Sonbaharla birlikte sahiller boşalsa da, Çeşme’nin yaz ruhu hâlâ sürüyor. Özellikle Alaçatı sokaklarında hâlâ bazı kafe ve sanat atölyelerinde bu enerjiyi görmek mümkün.
Birçok kişi için bu sezonun bitişi “veda” değil, sadece yeniden buluşmaya kadar verilen kısa bir ara. Çünkü herkes biliyor ki, yaz yeniden geldiğinde Çeşme yine aynı soruyla karşılaşacak:
“Peki güzel travestiler nerede?”
Renkleri Özleyeceğiz”
Yaz mevsiminin enerjisi yavaş yavaş yerini sakinliğe bırakırken, Çeşme sokaklarında artık tatil sonrası sessizlik hâkim. Sezonun bitmesiyle birlikte esnaf da hem hareketli günleri hem de yazın renkli misafirlerini anımsıyor. Özellikle bu yıl, şehirdeki çeşitliliğin ve özgürlük havasının en belirgin temsilcilerinden biri olan travesti bireyler, birçok esnafın da dikkatini çekmiş.
“Sabah Kahvesine Bile Enerji Katıyorlardı”
Alaçatı’da küçük bir kafe işleten Mehmet Bey, yazın atmosferini özlediğini söylüyor:
“Sabah erken saatlerde bile enerjik gelirlerdi. Renkli giyinirler, kahvelerini içerken kahkahaları sokakta yankılanırdı. Bazı müşteriler çekinirdi ama sonra sohbet edince herkesin yüzü gülmeye başlardı. Samimi insanlardı, ortama renk katıyorlardı.”
“Müşteri Değil, Dost Oldular”
Deniz kenarındaki bir restoranın sahibi Ayşe Hanım da benzer duygular içinde:
“Sezon boyunca her hafta sonu gelirlerdi. Siparişlerini verip müziğe ayak uydururlardı. İlk zamanlar çevrede biraz önyargı vardı ama sonra herkes alıştı. Müşteri değil dost gibi oldular. Şimdi sessizlik var, açıkçası o enerjiyi özledik.”
“Çeşme’nin Ruhunu Onlar Tamamlıyordu”
Butik sahibi Emir, onların yazın sembolü hâline geldiğini düşünüyor:
“Herkes onları konuşuyordu, ama kötü anlamda değil. Herkes farkındaydı; tarzları, makyajları, özgüvenleriyle Çeşme’ye başka bir hava kattılar. Bir moda haftası gibiydi bazen. Sokaktan geçerken başlar dönüyordu, çünkü dikkat çekmeyi biliyorlardı.”

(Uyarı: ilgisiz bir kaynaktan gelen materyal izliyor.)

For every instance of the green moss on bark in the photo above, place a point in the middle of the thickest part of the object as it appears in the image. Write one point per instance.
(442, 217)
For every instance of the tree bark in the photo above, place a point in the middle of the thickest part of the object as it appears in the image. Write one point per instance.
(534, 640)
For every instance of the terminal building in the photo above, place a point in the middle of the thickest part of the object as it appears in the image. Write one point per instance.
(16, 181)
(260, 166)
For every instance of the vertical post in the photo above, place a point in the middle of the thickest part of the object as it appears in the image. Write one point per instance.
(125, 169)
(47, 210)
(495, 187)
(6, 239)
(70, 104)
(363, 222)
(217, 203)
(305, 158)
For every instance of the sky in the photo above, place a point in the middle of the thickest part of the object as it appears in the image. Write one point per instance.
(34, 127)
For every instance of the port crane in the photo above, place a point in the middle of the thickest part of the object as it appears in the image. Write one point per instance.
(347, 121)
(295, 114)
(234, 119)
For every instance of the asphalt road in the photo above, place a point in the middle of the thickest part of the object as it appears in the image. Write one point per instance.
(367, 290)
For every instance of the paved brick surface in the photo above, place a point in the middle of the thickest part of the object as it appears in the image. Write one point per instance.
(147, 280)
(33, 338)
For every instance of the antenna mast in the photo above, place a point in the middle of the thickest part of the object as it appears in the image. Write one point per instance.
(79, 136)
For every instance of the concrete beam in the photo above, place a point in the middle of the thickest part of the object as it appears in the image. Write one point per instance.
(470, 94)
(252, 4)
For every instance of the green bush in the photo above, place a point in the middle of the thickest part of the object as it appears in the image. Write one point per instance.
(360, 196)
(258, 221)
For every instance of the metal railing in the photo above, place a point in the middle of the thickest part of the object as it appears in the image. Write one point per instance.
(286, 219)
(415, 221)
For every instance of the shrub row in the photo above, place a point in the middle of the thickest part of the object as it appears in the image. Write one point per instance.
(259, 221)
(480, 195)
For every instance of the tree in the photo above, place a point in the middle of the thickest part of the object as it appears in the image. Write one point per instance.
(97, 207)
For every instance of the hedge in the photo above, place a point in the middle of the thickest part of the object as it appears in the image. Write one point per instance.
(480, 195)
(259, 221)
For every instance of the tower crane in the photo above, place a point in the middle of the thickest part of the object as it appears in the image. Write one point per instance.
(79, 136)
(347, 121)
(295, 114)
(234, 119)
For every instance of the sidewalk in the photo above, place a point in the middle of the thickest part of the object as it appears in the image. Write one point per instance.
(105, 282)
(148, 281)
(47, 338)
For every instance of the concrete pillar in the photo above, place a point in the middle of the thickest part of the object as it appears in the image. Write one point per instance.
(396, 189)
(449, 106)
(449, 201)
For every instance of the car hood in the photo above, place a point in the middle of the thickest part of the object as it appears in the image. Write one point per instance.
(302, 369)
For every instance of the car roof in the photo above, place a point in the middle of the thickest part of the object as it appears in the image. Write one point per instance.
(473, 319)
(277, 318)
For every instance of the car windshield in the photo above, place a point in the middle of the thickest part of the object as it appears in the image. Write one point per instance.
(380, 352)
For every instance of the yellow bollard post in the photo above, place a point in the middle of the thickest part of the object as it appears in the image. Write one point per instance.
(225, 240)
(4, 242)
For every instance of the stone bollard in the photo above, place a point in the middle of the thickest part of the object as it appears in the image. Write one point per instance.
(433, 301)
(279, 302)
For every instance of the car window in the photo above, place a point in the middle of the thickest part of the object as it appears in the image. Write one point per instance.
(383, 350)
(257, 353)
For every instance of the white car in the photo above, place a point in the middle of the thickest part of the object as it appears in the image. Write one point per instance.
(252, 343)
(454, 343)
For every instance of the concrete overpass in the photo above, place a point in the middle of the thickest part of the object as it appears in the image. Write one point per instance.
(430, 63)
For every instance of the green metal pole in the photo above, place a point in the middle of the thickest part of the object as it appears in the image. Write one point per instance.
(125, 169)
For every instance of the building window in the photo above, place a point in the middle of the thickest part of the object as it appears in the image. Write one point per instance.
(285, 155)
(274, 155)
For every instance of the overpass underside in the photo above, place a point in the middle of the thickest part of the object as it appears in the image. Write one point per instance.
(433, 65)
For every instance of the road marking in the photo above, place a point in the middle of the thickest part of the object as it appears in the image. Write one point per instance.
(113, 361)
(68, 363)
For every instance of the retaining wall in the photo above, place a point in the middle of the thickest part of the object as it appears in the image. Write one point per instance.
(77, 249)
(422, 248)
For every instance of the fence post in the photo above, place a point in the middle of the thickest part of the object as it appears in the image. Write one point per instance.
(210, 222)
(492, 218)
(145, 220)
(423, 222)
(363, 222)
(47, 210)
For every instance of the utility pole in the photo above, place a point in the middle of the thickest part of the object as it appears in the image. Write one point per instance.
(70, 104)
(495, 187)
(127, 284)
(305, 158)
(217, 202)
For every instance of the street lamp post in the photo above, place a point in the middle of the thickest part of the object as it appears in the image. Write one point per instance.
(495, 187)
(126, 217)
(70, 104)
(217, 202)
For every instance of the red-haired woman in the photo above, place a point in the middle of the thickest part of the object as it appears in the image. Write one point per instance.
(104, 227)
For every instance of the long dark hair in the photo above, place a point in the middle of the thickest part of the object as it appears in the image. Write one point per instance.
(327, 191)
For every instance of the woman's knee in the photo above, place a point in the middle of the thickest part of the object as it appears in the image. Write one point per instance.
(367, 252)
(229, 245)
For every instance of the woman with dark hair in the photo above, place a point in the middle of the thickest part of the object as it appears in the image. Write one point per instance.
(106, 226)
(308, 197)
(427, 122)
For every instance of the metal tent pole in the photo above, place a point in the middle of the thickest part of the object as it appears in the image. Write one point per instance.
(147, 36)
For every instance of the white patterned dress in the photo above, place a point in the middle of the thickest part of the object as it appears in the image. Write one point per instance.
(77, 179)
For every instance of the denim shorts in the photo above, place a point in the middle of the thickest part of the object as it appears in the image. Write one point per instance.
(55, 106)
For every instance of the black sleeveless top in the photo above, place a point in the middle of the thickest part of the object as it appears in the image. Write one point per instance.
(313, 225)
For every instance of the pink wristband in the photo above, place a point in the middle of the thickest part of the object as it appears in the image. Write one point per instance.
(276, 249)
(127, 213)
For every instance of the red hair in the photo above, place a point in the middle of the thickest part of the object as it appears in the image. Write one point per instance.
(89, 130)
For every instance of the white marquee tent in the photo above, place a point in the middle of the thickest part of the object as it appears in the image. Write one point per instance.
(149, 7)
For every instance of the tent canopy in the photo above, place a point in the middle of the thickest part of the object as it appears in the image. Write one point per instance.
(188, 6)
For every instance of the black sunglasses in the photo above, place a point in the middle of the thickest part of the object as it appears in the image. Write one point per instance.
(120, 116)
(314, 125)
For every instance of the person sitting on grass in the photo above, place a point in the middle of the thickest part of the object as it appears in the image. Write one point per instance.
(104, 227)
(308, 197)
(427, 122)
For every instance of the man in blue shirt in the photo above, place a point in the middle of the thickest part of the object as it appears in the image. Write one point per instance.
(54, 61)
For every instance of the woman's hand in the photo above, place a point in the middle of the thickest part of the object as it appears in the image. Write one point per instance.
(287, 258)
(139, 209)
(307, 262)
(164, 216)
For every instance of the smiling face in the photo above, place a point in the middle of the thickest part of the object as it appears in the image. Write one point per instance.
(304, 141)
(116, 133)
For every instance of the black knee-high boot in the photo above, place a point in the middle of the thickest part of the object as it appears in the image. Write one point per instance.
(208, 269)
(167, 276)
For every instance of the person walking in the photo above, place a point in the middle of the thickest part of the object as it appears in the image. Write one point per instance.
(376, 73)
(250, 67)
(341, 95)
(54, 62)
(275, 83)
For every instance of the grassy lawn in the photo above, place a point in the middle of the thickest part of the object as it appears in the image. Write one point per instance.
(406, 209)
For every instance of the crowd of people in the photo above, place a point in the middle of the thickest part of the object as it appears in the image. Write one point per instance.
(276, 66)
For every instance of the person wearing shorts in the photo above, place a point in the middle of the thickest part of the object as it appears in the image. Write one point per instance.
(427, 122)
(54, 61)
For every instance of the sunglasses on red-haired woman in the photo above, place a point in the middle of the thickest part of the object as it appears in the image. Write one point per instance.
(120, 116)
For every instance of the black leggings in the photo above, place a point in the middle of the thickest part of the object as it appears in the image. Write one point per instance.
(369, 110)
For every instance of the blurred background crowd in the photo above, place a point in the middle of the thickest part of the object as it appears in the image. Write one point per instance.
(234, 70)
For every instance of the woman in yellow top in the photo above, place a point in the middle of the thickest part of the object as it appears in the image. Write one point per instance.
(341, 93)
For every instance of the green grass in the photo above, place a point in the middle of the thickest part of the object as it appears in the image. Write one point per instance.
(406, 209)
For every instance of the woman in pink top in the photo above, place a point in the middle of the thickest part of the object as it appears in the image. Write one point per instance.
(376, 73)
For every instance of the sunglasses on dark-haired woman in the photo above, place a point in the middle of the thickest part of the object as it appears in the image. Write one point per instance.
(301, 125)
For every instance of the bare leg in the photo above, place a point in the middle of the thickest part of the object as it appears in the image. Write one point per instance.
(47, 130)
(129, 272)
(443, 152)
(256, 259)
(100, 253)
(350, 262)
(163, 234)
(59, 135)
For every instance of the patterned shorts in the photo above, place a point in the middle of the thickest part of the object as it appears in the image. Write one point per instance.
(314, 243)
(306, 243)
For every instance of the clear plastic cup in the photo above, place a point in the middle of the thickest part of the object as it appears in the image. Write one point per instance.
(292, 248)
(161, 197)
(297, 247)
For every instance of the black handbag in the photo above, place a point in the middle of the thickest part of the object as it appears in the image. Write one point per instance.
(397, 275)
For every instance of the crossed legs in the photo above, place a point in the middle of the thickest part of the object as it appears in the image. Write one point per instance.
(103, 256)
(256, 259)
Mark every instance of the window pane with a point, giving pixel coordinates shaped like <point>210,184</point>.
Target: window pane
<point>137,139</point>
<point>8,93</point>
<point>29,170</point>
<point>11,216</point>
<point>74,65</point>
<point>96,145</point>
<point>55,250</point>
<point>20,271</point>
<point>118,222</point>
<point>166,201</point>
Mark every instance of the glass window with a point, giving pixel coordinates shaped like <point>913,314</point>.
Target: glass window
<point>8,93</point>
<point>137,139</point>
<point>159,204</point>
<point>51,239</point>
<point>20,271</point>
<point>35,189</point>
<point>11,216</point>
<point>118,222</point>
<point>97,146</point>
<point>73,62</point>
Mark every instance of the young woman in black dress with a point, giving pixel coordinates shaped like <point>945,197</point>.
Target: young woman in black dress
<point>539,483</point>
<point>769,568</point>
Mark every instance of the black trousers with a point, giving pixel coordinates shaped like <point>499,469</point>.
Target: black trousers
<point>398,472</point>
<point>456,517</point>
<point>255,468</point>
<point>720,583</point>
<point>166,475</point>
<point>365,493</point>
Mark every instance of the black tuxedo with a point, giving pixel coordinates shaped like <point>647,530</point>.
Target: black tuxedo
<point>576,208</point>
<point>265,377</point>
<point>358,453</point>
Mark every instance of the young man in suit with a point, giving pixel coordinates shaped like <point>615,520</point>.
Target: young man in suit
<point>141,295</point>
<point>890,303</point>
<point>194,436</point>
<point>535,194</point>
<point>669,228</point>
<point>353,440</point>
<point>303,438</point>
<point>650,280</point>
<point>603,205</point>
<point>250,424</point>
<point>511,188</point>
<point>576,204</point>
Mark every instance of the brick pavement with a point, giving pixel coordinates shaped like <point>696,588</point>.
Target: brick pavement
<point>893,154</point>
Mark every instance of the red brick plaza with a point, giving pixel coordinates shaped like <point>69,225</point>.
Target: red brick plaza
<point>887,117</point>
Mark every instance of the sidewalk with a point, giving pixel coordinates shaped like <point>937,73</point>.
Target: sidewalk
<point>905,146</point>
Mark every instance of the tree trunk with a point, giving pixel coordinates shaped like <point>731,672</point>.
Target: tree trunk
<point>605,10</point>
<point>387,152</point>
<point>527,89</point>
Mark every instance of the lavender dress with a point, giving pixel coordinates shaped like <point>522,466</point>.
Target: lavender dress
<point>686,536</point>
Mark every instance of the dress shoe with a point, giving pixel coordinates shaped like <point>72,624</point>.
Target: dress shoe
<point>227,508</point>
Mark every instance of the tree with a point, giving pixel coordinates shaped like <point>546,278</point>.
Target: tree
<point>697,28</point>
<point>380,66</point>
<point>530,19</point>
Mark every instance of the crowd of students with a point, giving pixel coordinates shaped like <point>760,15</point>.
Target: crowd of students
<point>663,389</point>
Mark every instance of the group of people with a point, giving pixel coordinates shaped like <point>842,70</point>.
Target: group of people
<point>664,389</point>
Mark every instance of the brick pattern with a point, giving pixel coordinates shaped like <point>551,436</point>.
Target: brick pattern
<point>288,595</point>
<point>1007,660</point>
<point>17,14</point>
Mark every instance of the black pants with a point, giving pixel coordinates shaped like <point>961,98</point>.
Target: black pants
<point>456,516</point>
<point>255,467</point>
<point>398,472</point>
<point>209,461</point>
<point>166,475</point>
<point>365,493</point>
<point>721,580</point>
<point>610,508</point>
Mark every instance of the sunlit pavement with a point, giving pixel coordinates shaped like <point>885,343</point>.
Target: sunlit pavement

“Kışın Sessizliği Garip Geliyor”
Eylül ayının ortasında, yazın son konukları da dönünce esnafın çoğu benzer bir duygu içinde.
“Bu kadar renkli bir yazdan sonra kasım ayı sessiz geçiyor. Ama biliyoruz ki, yaz gelince yine aynı yüzleri göreceğiz,” diyor Mehmet Bey, gülümseyerek. “Onlar gelince Çeşme canlanıyor.”
Bir Yazın Ardından
Çeşme’deki esnafın çoğu, bu renkli topluluğun sadece eğlenceye değil, şehrin enerjisine de katkı sağladığı görüşünde.
Tatil sezonu bitti, ancak Çeşme’nin renkleri, anıları ve dostlukları hafızalarda kaldı.
“Yaz bitti ama onların kahkahası hâlâ kulağımda,” diyor Ayşe Hanım, masaya bir fincan kahve bırakırken.